Hepatitis B and C viruses (HBV and HCV) are among the world’s most common infectious pathogens. It is estimated that 500 million people – 1 in 12 of the global population – are chronically infected with one or both of these viruses.1,2 The majority of these people live in the developing world and many of them are unaware that they are infected. Chronically infected patients are at increased risk of developing cirrhosis, hepatic decompensation and hepatocellular carcinoma (HCC), which together account for more than 1 million deaths annually.3 Hepatocellular carcinoma is one of the most common cancers worldwide, and HBV is thought to be responsible for about 75% of all cases.4 There is a strong correlation between the prevalence of HBV carriers and the incidence of HCC (Figure 1-1).5
Figure 1-1. Geographic distribution of HBV prevalence and incidence of HCC5

The prevalence of chronic Hepatitis B (CHB), varies greatly among different areas of the world (Figure 1-1).5 Areas of high endemic prevalence (≥8%) include South East Asia, Africa, the Pacific Islands and the Arctic; in these regions, the major means of transmission is by perinatal infection at birth or horizontally, from individual to individual, in early childhood.6 The predominant routes of transmission in these areas of high endemicity have important consequences, as the younger the age of HBV acquisition, the higher the probability of chronicity and associated problems.6 Outside of highly endemic areas, other regions with high rates of HBV infection include Southern, Eastern and Central Europe, the Amazon Basin, the Middle East and the Indian subcontinent. Areas of low prevalence (<2%) include Western Europe, North America and Australasia; in these regions, infection often occurs in adulthood, with the main mode of transmission being sexual contact and injecting drug users.7,8
In recent years, the geographic epidemiology of HBV infection has changed due to increased migration of people from highly endemic areas.9,10 Hence, even countries with low endemicity are experiencing the burden of HBV.
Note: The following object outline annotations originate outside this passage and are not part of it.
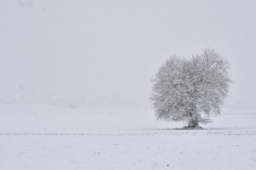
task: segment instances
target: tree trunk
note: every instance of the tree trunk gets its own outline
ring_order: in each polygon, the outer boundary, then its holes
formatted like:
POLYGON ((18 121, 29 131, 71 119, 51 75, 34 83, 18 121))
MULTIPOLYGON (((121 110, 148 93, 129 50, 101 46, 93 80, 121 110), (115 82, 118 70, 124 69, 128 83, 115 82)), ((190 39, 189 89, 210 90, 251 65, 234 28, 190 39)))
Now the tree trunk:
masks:
POLYGON ((188 128, 199 128, 199 122, 197 116, 193 116, 189 120, 188 128))

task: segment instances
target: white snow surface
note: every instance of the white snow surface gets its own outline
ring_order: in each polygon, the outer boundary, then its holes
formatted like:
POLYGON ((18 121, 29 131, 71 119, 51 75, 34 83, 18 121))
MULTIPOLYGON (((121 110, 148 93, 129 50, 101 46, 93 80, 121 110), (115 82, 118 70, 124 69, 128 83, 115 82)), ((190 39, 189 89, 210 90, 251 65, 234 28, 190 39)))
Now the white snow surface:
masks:
POLYGON ((3 170, 255 169, 256 115, 201 125, 158 122, 150 108, 0 105, 3 170))

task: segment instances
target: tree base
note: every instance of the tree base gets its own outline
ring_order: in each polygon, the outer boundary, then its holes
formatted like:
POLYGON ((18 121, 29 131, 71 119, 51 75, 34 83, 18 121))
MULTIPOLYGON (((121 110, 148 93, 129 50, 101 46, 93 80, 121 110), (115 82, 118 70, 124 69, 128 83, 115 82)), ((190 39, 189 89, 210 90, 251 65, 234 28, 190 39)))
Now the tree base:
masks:
POLYGON ((200 126, 196 126, 196 127, 185 126, 181 129, 183 129, 183 130, 201 130, 201 129, 203 129, 203 128, 201 128, 200 126))

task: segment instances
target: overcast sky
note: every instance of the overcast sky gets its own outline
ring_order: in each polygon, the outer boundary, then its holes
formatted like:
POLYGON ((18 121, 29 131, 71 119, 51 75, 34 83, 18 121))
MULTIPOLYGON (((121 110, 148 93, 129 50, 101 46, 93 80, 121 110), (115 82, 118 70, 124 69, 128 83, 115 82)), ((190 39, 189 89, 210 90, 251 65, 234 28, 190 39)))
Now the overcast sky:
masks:
POLYGON ((256 1, 0 1, 0 98, 147 105, 170 55, 230 63, 224 109, 256 110, 256 1))

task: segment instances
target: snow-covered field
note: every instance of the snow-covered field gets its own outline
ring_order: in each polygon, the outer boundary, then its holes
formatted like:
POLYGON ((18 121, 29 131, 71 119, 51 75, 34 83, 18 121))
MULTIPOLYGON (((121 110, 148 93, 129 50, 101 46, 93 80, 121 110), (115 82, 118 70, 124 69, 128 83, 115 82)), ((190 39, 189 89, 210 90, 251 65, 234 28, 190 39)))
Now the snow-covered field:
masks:
POLYGON ((183 125, 150 109, 1 105, 0 169, 256 169, 255 114, 183 125))

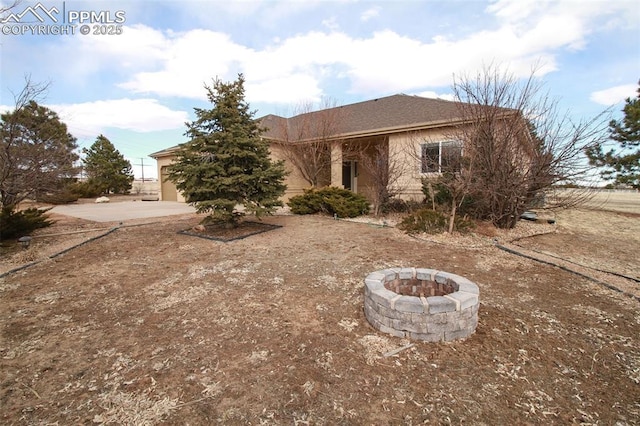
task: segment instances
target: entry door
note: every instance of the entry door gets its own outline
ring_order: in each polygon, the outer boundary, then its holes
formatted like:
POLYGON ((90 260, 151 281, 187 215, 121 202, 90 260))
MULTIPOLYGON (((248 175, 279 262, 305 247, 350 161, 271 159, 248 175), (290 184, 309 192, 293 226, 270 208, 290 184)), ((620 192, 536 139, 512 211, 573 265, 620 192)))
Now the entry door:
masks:
POLYGON ((358 192, 358 162, 342 162, 342 186, 349 191, 358 192))
POLYGON ((160 168, 160 191, 162 192, 162 201, 178 201, 178 190, 175 183, 167 180, 169 172, 167 166, 160 168))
Due to an extensive vaccination policy in the developed world, the incidence of HBV infection is decreasing, together with rates of HCC in children.11 However, the burden on healthcare systems from the existing pool of chronically infected people is still increasing, since the long-term complications of CHB only become apparent after about 20–30 years, and vaccination has only been in place since 1982.
References:
1. World Health Organization. World Health Organization Hepatitis B Fact Sheet. 1998.
2. World Hepatitis Alliance. www.aminumber12.org
3. Lai CL, Ratziu V, Yuen MF, Poynard T. Viral hepatitis B. Lancet 2003;362:2089–94.
4. Beasley RP. Hepatitis B virus. The major etiology of hepatocellular carcinoma. Cancer 1988;61(10):1942–56.
5. Hepatitis B vaccines. 2007. (Accessed 2003 at www.who.int.)
6. Maddrey WC. Hepatitis B: an important public health issue. J Med Virol 2000;61(3):362–6.
7. Lok AS, Heathcote EJ, Hoofnagle JH. Management of hepatitis B: 2000 – summary of a workshop. Gastroenterology 2001;120(7):1828–53.
8. Gust ID. Epidemiology of hepatitis B infection in the Western Pacific and South East Asia. Gut 1996;38(Suppl 2):S18–23.
9. Chu CJ, Keeffe EB, Han SH, et al. Hepatitis B virus genotypes in the United States: results of a nationwide study. Gastroenterology 2003;125(2):444–51.
10. Kim WR, Benson JT, Therneau TM, Torgerson HA, Yawn BP, Melton LJ, 3rd. Changing epidemiology of hepatitis B in a U.S. community. Hepatology 2004;39(3):811–6.
11. Chang MH, Chen CJ, Lai MS, et al. Universal hepatitis B vaccination in Taiwan and the incidence of hepatocellular carcinoma in children. Taiwan Childhood Hepatoma Study Group. N Engl J Med 1997;336(26):1855–9.